O Uber, desde que criou o serviço Green, vem combinando, em cada país ou cidade, diferentes incentivos aos motoristas para que adotem modelos elétricos, incluindo maior pagamento, desconto na compra do veículo ou na recarga.
O investimento global passou este ano dos US$ 800 milhões. Os descontos em veículos elétricos resultam de acordos com as montadoras chinesas BYD (uma parceria mundial que inclui o Brasil) e JAC (uma parceria específica no Brasil, com o modelo E-JS1, 100% elétrico).
No caso da JAC, motoristas do Uber conseguem acesso a descontos de 10% a 12% na compra, desconto de 25% nas revisões programadas e prioridade no atendimento em manutenções periódicas.
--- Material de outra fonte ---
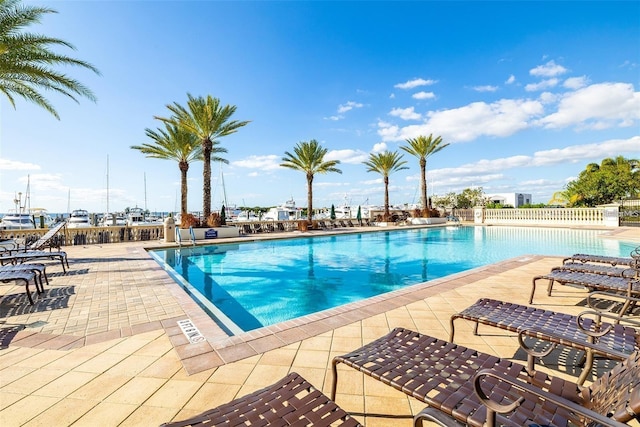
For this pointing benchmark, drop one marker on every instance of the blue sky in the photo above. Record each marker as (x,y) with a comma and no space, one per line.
(526,93)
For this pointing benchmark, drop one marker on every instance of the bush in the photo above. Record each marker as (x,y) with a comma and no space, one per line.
(214,220)
(189,220)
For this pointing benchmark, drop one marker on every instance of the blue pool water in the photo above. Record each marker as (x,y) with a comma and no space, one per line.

Ao comprar o carro, eles ganham um kit com um carregador portátil para uso em tomadas convencionais e um wallbox, carregador mais rápido, seguro e com funções programáveis.
A adoção pelos motoristas tem sido rápida, mas não o suficiente para colocar a empresa no rumo da principal meta definida em 2020, de se tornar uma plataforma sem emissões de carbono até 2040.
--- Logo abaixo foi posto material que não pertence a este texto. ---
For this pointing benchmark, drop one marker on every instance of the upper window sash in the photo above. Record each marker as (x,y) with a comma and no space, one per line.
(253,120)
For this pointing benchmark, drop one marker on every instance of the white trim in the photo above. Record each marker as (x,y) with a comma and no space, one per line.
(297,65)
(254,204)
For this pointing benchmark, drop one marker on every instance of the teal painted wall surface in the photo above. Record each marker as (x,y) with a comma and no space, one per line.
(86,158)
No ano passado, Dara Khosrowshahi, CEO global do Uber, ainda acreditava que seria possível atingir o objetivo já em 2030, na Europa e nos Estados Unidos. Mas alertava para alguns obstáculos. “Precisamos de mais veículos elétricos financeiramente acessíveis e de maior rede de recarga, se quisermos que essa mudança aconteça”, afirmou, ao passar por São Paulo, no aniversário de dez anos de atividades no país. “Estamos fazendo o que podemos, mas precisamos de ajuda de governos e de políticas públicas.”
Rebecca Tinucci, anunciada há duas semanas CEO do Uber Freight, braço de transporte de carga do Uber, quando ainda era diretora global de eletrificação e sustentabilidade da companhia afirmou que a empresa não está no rumo desejado.
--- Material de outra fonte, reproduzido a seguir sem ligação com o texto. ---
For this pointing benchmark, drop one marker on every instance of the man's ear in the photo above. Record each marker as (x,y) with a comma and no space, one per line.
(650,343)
“Ainda há grandes barreiras para atingirmos nossas metas. Os altos custos iniciais dos veículos elétricos, o acesso limitado à recarga e o apoio inconsistente nas políticas continuam atrasando a adoção”, afirmou a executiva, no relatório de sustentabilidade publicado em maio. “Com base nas tendências atuais, não podemos cumprir as metas restantes de mobilidade e entrega para 2025. Nossas metas para 2030 estarão fora de alcance sem uma ação coordenada mais forte entre o governo e o setor.”
Panorama global e meta de emissões
Os objetivos incluíam encerrar 2025 com carros elétricos respondendo por 50% da quilometragem percorrida no transporte de passageiros num conjunto de sete capitais europeias e 100% em Londres e Amsterdã. Até o relatório de maio, a companhia havia conseguido que os elétricos respondessem por 15% da quilometragem na Europa e 30% em Londres e Amsterdã. Outra meta era que os elétricos respondessem por 100% da quilometragem nos Estados Unidos e no Canadá até 2030. Essa parcela está em apenas 10%.
Os motoristas de aplicativos abraçarem ou não a transição afeta um quadro maior. A substituição de veículos a combustão por modelos elétricos e híbridos no transporte urbano, além tornar as grandes cidades mais habitáveis, contribui com o enfrentamento da crise climática. Um dos cenários para a humanidade chegar ao estado de net zero em carbono em 2050, desenhado pela Agência Internacional de Energia (AIE), exige que até 2035 os modelos elétricos respondam por mais de 95% das vendas de novos veículos leves – carros, vans e motocicletas.
A China está a caminho de atingir 80% em 2030, mas o resto do mundo ficou para trás. Em seu relatório de 2025, a AIE informa que se multiplicaram as dúvidas a respeito dessa trajetória, por causa de tarifas sobre carros e baterias, preços em queda de derivados de petróleo e crescimento econômico incerto em vários grandes mercados. Tudo isso só torna mais preciosa, neste momento, uma forcinha dos aplicativos pela transição.